あまりにも強いアヤカ姐さんの目ヂカラに思わず頷くモモコ。


「おいおいおーい! モモ! ちゃうちゃうー! 絶対思ってないっしょーーっ!」

リンネちょっと呆れつつ。


――そう。有り得ない。

アヤカ姐さんは、誰もが認めるレジェンド級だ。

お店のナンバー争いに参戦なんかしないがその気になれば常勝ナンバー1であることは間違いない。

太客含め多くの指名客を持つしバースデーイベントなんて一晩で何千万も売り上げる。

それなのに、お客さんに多くの負担はかけたくないと、自分にお金を使わせる行為をあえて拒む。それがまた奥ゆかしいとかで人気もでる。

だいたい街を歩けば顔を指すし実際並のインフルエンサーなんて相手にならないぐらいSNSのフォロワーも多いし影響力がある。

リンネがやってるSNSは、ツブヤイターのみでそこで酔っ払ったテンションで適当に戯言を書きなぐってるだけだ。

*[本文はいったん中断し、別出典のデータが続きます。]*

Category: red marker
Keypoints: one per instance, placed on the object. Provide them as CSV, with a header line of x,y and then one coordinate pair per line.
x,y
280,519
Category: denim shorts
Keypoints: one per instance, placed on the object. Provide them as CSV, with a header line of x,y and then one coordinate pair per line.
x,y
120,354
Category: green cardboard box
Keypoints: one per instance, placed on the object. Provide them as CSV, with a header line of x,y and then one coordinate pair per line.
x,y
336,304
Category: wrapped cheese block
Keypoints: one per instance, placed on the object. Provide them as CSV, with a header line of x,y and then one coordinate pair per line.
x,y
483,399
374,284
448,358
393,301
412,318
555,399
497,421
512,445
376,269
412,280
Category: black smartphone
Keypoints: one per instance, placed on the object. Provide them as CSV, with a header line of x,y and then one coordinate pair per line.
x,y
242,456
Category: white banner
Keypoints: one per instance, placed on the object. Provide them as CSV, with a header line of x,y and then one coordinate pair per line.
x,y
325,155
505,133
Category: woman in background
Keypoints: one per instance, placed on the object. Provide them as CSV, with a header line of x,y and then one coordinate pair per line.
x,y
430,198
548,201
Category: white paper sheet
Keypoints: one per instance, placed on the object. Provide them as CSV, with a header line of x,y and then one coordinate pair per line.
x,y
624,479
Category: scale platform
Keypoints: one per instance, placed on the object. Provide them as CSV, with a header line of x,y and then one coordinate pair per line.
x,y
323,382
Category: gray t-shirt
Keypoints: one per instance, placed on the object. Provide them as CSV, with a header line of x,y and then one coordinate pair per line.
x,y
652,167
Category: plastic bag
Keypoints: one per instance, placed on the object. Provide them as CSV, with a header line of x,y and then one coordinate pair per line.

で、そんな雲の上の存在みたいな人の後継者? なんだ? いきなり悪いもんでも食って狂いだしたか?

脳みそに小さい宇宙人でも寄生してんのか?

と、リンネはまじまじと姐さんの顔を見る。



「私だって始めた頃はバイト感覚で適当にやってたわ。でもある時意識が変わった。当時のナンバー上位だった人と一緒に」

なんだか姐さんが語り始めた。


「ちょっ……モモコ。私海行きたいんだけど」

「海?」

「スパンク探しに」

「はぁ? どうゆう意味?」

リンネとモモコは小さい声でやり取り。


「聞いてる!? リンネ。それから私は」

酔ってんのか? 妙なテンションになってきた。

リンネはため息。



「あーー……あの……そうだ! AVでも観ますぅ? なんかね、インディーズ系でおもしろいの手にはいったんよー、SMモノですけど。この時代にDVDですよ! ビビっちゃうね」

とかもうリンネもわけわからない。


「そのなんかあったらAV勧めるのやめって」

モモコが首を振る。


「っていうかね、姐さん。そんなキャバ嬢でのし上がりたいとかマジないっすよ!

小型犬見たら やーんかわいいっとかすぐ言っちゃうような人種じゃ私ないっすから。

あっ犬は好きですよ、完全に犬派なんで。でもレッサーパンダ好きですけどー。

アレですよ、キャバずっとやってらんないし」


「じゃあアンタはなにがやりたいの?」


「え?なにを……。まぁなにをやりたいのかと言われるとー、そうだなー、なんか楽しく生きていければ。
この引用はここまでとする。